Quand j’entends aujourd’hui des membres du gouvernement expliquer qu’ils comptent s’appuyer sur des influenceurs sur Internet pour promouvoir le vaccin, je suis dubitative. Il faut au contraire s’appuyer sur les professionnels de santé, les inclure dans le débat, car ce sont eux qui vaccinent. S’ils se sentent méprisés, les conséquences pourraient être terribles.

Le discours des autorités politiques ou scientifiques en faveur de la vaccination vous paraît-il toujours adapté ?

Aux sources de la défiance contre les vaccins, il y a un discours paternaliste qui a trop longtemps été porté par les autorités et qui élude le rapport bénéfice-risque du vaccin. Le bénéfice de la plupart des vaccins est certain, mais il y a aussi quelques risques, les événements indésirables, il faut en parler, sinon se dégage l’impression que l’industrie pharmaceutique tire les ficelles, avec le soutien de forces occultes.

Cette nouvelle campagne vaccinale risque-t-elle de raviver le sentiment anti-vaccinal ?

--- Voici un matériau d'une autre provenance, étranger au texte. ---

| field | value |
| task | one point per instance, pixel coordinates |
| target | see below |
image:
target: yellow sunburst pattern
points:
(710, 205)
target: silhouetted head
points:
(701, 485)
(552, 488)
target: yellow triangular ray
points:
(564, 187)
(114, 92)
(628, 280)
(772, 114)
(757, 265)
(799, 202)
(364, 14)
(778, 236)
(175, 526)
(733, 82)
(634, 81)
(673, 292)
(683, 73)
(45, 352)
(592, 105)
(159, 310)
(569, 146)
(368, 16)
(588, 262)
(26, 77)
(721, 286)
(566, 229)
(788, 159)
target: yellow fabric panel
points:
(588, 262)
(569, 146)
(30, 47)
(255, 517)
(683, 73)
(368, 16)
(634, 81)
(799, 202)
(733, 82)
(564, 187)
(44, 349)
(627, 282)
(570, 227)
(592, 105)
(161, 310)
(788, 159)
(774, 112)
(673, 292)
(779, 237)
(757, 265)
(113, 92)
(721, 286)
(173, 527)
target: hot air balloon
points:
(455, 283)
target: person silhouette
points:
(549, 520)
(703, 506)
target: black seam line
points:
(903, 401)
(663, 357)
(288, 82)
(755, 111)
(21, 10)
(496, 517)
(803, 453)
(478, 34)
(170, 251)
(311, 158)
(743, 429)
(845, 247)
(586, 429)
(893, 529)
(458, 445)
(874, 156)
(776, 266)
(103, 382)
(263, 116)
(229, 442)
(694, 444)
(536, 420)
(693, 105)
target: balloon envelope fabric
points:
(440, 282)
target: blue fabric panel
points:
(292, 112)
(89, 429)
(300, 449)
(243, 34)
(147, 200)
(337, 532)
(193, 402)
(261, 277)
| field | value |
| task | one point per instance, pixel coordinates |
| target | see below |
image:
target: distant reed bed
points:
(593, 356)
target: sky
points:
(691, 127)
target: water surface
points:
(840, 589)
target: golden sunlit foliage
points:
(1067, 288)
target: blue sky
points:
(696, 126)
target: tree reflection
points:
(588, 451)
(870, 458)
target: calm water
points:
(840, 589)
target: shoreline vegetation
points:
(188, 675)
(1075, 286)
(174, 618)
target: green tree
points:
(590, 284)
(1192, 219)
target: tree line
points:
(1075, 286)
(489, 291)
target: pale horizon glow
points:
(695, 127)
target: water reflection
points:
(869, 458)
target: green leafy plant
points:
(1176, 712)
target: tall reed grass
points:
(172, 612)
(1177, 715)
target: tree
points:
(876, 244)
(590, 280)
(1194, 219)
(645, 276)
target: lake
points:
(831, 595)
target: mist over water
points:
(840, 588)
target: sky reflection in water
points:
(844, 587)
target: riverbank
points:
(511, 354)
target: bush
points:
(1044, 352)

Pour l’instant, on ne peut pas dire beaucoup de choses sur ce vaccin, car on a seulement les annonces des laboratoires. On peut déjà s’interroger sur les études cliniques : sont-elles conduites sur un échantillon suffisant de population et sur une période assez longue pour repérer d’éventuels effets indésirables ? Moi-même, j’ai besoin d’être convaincue, même si je ne crois pas à des forces occultes qui tirent les ficelles ! Selon des sondages, près de la moitié des Français ne veulent pas se faire vacciner contre le Covid. Mais ce ne sont pas tous des anti-vaccins, ce scepticisme est lié au contexte actuel d’incertitudes à l’égard de ce vaccin. La proportion de militants anti-vaccins en France demeure limitée, entre 5 à 10 % de la population française. Les autres ont besoin d’être convaincus.

À travers le mouvement anti-vaccination s’exprime une défiance vis-à-vis de l’État. En France, depuis la Révolution, il y a une très forte attente vis-à-vis de l’État, et son corollaire, une très forte défiance. La vaccination, qui est prise en charge par l’assurance-maladie, est à mon sens une manifestation de l’État-providence, qui cherche à protéger les citoyens. Mais en réaction s’exprime la revendication des libertés individuelles, c’est là tout le paradoxe des Français.